Las lajas de donde fluye el rastro del pasado

Junto con los yacimientos de icnitas localizados en los términos municipales de Morella, Bicorp, Bejís, Alpuente y Millares, el yacimiento icnológico de Dos Aguas, del cretácico superior (Cenomaniense), es el espacio paleontológico más destacado de nuestra región. Las numerosas huellas de dinosaurio se localizan sobre rocas calizas, en un rastro que ha perdurado cien millones de años, desde la época en que estos colosales reptiles se movían en este territorio fluvial de clima, entonces, subtropical.

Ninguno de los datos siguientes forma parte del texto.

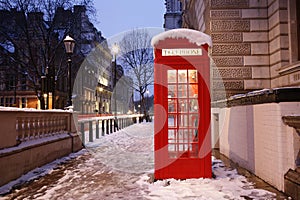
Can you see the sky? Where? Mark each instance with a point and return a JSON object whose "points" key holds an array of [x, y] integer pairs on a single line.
{"points": [[116, 16]]}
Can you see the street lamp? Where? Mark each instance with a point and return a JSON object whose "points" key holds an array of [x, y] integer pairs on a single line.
{"points": [[69, 46], [115, 50]]}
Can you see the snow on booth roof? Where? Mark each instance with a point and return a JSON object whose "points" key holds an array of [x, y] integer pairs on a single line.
{"points": [[192, 36]]}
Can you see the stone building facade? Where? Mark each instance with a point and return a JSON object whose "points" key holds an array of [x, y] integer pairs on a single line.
{"points": [[255, 42]]}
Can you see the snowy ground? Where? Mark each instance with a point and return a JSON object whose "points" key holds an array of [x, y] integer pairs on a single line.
{"points": [[120, 166]]}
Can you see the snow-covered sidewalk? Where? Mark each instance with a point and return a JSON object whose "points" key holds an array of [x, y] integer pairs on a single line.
{"points": [[120, 166]]}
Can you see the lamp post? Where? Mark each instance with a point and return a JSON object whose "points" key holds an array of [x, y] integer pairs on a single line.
{"points": [[69, 46], [115, 51], [100, 103]]}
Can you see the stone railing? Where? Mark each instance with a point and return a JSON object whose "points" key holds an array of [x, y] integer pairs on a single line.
{"points": [[19, 125], [93, 127]]}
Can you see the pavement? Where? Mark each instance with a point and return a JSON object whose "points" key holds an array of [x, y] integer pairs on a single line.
{"points": [[112, 169]]}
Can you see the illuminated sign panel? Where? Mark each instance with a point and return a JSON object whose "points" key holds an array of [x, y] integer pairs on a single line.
{"points": [[182, 52]]}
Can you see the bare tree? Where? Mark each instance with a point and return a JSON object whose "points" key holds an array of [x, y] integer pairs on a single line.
{"points": [[31, 38], [137, 59]]}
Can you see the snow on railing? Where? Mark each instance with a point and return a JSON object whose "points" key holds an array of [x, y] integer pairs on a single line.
{"points": [[19, 125], [90, 127]]}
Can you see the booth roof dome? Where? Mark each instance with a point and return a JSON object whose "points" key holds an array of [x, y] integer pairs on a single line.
{"points": [[193, 36]]}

Pero si sorprende la presencia de estas criaturas por estas tierras, también es increíble la temprana presencia del animal humano en este espacio montañoso, atravesado por el Júcar, que discurre, sinuoso, encajonado entre altas paredes rocosas; también por numerosos barrancos, algunos de los cuales vierten sus aguas también hacia la cuenca del Magro y dos de los cuales, el de “la Umbría” y el del “Muladar”, abrazan la colina sobre la que se asienta el pueblo, dándole su nombre. Así, en la “Cueva de la Cocina”, hay restos que demuestran presencia del hombre desde el Epipaleolítico; y en los abrigos del “Cinto de las Letras”, de la “Covacha de las Cabras” y del “Cinto Ventana”, encontramos pinturas rupestres del neolítico, representativas de los estilos Esquemático y Levantino.

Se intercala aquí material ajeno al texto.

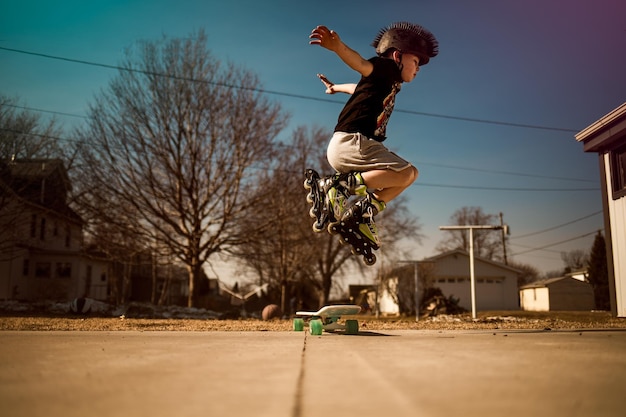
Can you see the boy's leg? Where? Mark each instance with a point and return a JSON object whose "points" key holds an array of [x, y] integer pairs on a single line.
{"points": [[389, 183]]}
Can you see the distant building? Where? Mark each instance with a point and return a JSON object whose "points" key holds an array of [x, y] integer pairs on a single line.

También son importantes vestigios del pasado: los dos fortificaciones erigidas en el término y catalogados como “Bienes de Interés Cultural”, el “Castillo de Madrona”, a orillas del Júcar, en el centro de un valle a unos cinco kilómetros de la población y la “Torre de Vilaragut”, que corona el propio casco urbano, formando una de las panorámicas más atractivas de nuestra región. Estos restos del castillo, conocido popularmente como el de los moros, toman su nombre de uno de los titulares del señorío, quien tuvo su propiedad a finales del siglo XIV, que acabó siendo marquesado, el de “Dos Aguas”, uno de los principales feudos valencianos, en extensión, influencia y número de vasallos.

La “Hondonada del charco blanco”, la “Cueva de las maravillas”, las playas de arena blanca de ”los Huertos” y de “las Minas”, en las orillas del Júcar, los picachos de la “Sierra del Ave”, las numerosas fuentes, como la de “Giner”, los gavilanes sobre el campanario de la iglesia, las “Tortas de San Juan”, los “encierros” de agosto o el “vía crucis de Semana Santa”, los campos de almendros o melocotoneros, sus miradores o sus tortuosos senderos, invitan a viajar a un territorio que conserva una gran riqueza medioambiental, pese a los recientes incendios. Un escenario impresionante que se debate entre dos aguas, la de la preservación y el fomento de un patrimonio natural y monumental castigado pero único, o la de una apuesta por otras iniciativas económicas quizá más rentables a corto plazo, pero quizá más peligrosas para la estabilidad y la armonía del medio rural. Difícil encrucijada, cuando lo que se trata es de salir a flote en esta tierra ancestral, mágica, que retiene las huellas de nuestro pasado.